SEÇÕES

EUA aumenta número de mísseis no Oriente Médio em meio à tensão com o Irã

De acordo com especialistas, a opção por manter os mísseis montados em caminhões, e não em posições fixas, indica um cenário de alerta elevado

Míssel sendo disparado de sistema Patriot | Foto: Reprodução/Raytheon Technologies
Siga-nos no

As Forças Armadas dos Estados Unidos posicionaram mísseis do sistema de defesa aérea Patriot em lançadores móveis na base aérea de Al-Udeid, no Catar, considerada a maior instalação militar americana no Oriente Médio. A movimentação ocorre em meio ao aumento das tensões com o Irã desde janeiro e foi identificada a partir da análise de imagens de satélite.

ALerta

De acordo com especialistas, a opção por manter os mísseis montados em caminhões, e não em posições fixas, indica um cenário de alerta elevado. Nesse formato, os sistemas ganham maior mobilidade, podendo ser rapidamente deslocados ou reposicionados tanto para defesa quanto para uma eventual resposta militar.

Foto: PLANET LABS PBC/Reuters-Base Príncipe Sultan em Al-Kharj

A comparação entre imagens captadas em janeiro e no início de fevereiro aponta um reforço significativo da presença militar americana na região. Segundo o analista forense de imagens William Goodhind, da empresa Contested Ground, os mísseis Patriot foram vistos no início de fevereiro acoplados a caminhões táticos pesados do modelo HEMTT M983 na base de Al-Udeid. Até esta terça-feira (10), no entanto, não era possível confirmar se os sistemas ainda permaneciam no local.

“A decisão de manter os Patriots em lançadores móveis oferece uma mobilidade muito maior, o que permite que sejam transferidos rapidamente para outro ponto ou reposicionados com mais agilidade”, avaliou Goodhind.

ameaça

O reforço militar ocorre enquanto o presidente dos Estados Unidos, Donald Trump, intensifica o discurso contra o Irã. O chefe da Casa Branca tem ameaçado bombardear o país devido aos programas nuclear e de mísseis balísticos, ao apoio a grupos aliados no Oriente Médio e à repressão interna, embora negociações diplomáticas sigam em andamento.
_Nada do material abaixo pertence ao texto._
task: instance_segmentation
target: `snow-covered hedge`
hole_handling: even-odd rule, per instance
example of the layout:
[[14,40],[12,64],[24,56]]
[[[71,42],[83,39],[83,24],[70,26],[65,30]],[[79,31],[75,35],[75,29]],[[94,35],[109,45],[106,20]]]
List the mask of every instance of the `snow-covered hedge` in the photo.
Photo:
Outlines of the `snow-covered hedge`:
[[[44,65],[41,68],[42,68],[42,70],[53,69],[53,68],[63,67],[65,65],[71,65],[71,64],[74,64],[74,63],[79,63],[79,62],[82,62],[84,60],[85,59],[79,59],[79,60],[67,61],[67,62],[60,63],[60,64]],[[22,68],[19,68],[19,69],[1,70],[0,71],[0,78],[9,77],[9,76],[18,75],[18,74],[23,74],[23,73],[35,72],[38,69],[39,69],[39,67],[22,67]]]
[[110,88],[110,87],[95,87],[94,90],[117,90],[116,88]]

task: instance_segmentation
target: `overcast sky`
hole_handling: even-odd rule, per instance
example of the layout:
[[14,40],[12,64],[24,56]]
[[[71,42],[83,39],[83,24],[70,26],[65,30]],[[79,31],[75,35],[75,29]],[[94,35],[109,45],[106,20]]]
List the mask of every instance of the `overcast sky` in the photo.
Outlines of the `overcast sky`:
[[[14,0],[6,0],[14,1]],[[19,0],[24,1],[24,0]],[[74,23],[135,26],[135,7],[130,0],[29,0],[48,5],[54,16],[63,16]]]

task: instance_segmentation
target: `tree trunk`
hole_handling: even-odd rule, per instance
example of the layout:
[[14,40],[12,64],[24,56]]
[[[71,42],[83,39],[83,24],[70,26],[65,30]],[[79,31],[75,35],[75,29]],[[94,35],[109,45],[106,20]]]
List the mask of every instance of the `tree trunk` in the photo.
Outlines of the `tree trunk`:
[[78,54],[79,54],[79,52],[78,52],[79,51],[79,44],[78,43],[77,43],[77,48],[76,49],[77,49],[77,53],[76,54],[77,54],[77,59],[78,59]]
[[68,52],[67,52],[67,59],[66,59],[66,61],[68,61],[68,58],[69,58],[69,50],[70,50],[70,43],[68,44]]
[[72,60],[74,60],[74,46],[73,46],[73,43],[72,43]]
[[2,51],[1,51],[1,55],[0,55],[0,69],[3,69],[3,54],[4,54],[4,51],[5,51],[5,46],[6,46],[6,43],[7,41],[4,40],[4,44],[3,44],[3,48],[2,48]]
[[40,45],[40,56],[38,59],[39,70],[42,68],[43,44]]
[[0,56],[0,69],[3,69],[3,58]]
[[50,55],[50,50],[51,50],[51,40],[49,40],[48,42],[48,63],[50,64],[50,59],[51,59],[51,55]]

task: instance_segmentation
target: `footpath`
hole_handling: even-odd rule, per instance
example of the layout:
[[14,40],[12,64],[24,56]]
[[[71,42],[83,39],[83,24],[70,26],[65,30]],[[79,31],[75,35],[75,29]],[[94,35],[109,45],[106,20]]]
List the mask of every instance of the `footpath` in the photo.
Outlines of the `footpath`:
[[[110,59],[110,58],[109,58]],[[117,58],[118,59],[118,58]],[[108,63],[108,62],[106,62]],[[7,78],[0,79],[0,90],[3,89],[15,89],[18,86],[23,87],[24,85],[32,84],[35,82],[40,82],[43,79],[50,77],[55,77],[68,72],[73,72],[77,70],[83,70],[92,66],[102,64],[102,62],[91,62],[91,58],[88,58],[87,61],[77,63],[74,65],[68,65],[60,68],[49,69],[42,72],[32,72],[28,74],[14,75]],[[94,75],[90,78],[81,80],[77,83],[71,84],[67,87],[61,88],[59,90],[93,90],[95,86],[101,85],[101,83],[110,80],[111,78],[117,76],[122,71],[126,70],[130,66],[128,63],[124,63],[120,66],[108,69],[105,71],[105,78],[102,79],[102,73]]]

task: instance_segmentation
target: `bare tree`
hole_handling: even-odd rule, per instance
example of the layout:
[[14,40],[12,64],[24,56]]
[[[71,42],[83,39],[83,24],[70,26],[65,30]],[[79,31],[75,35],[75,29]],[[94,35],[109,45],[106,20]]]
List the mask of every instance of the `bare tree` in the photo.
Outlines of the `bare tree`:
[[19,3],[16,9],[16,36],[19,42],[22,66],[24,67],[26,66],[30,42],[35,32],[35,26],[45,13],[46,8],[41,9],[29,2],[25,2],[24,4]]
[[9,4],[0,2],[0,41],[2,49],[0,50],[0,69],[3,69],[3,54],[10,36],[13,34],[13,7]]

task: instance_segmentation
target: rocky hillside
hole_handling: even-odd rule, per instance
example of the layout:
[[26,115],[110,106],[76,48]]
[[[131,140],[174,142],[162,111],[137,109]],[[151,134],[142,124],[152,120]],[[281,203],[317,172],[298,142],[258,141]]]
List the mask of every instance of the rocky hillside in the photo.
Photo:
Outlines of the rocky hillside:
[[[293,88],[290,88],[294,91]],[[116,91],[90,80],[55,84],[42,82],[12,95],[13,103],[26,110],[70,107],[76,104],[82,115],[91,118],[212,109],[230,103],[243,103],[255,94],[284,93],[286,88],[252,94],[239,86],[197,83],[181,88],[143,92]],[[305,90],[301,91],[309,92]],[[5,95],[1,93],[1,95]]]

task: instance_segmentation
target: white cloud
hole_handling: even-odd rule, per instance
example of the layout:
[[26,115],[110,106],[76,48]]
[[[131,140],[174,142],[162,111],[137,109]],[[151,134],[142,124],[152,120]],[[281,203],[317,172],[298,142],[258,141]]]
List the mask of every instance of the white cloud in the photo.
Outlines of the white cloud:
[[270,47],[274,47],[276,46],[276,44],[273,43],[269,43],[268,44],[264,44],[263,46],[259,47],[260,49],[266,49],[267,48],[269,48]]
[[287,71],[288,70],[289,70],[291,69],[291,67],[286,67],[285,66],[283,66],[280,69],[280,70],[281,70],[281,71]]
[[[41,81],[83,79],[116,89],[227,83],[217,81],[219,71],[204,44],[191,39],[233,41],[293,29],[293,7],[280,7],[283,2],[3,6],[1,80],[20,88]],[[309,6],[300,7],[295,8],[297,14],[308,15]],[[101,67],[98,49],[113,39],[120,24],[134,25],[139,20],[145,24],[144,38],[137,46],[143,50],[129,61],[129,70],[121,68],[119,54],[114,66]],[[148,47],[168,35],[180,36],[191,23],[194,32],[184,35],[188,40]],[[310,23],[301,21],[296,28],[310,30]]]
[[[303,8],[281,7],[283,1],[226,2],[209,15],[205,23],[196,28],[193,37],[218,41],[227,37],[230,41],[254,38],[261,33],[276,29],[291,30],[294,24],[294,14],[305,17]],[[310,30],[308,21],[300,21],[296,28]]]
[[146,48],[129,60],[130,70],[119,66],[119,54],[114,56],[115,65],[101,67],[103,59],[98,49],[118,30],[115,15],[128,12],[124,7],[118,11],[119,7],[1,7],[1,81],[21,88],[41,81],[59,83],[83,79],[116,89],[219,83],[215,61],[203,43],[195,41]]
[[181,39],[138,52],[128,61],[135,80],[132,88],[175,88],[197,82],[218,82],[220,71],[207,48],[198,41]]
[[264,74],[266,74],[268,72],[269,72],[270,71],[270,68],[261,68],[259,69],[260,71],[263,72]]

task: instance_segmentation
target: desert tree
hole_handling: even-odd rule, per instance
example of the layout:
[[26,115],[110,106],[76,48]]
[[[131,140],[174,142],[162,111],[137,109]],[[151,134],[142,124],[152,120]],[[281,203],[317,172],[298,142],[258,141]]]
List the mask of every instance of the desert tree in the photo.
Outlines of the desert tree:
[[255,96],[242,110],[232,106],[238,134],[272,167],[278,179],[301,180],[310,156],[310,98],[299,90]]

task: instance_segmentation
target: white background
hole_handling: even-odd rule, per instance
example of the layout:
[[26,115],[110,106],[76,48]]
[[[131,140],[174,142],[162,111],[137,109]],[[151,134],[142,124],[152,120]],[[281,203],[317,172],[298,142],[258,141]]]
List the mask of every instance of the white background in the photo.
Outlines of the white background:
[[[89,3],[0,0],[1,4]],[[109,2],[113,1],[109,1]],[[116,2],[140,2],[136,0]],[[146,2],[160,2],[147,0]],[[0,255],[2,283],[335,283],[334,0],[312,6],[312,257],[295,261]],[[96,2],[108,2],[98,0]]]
Nesta terça, Trump afirmou que pode enviar mais um porta-aviões para a região caso as conversas com Teerã fracassem e sinalizou a adoção de medidas mais duras. Em entrevista ao site Axios, disse estar otimista com uma solução diplomática, mas voltou a mencionar a possibilidade de ação militar. “Ou chegaremos a um acordo ou teremos que fazer algo muito duro, como da última vez”, afirmou, em referência aos ataques americanos contra instalações nucleares iranianas em junho.

Foto: PLANET LABS PBC/Reuters - Base de Muwaffaq Salti 

Do lado iraniano, a Guarda Revolucionária declarou que qualquer ataque ao território do país poderá resultar em retaliações contra bases dos Estados Unidos no exterior. Atualmente, tropas e instalações americanas estão distribuídas em países como Iraque, Jordânia, Kuwait, Arábia Saudita, Catar, Barein, Emirados Árabes Unidos, Omã, Turquia e na ilha de Diego Garcia.

O Irã afirma ter recomposto seus estoques de mísseis após duas semanas de confrontos em junho de 2025, quando Israel bombardeou alvos nucleares e militares iranianos, com apoio dos Estados Unidos. O país também mantém complexos subterrâneos de mísseis em regiões próximas a Teerã, além de bases em Kermanshah, Semnan e na costa do Golfo.

BASES

Imagens recentes de satélite também registraram movimentações navais iranianas. O porta-drones IRIS Shahid Bagheri foi visto no fim de janeiro a cerca de cinco quilômetros de Bandar Abbas e novamente próximo à região em fevereiro.

Foto: Planet LABS PBC/Reuters - Base de AL-Udeid perto de Doha

Além do Catar, imagens indicam aumento de aeronaves militares americanas em outras bases estratégicas. Na Arábia Saudita, na base Príncipe Sultan, foram identificadas aeronaves de grande porte no início de fevereiro. Em Diego Garcia, no Oceano Índico, houve acréscimo de aviões em comparação ao fim de janeiro. Situação semelhante foi observada em bases localizadas em Omã.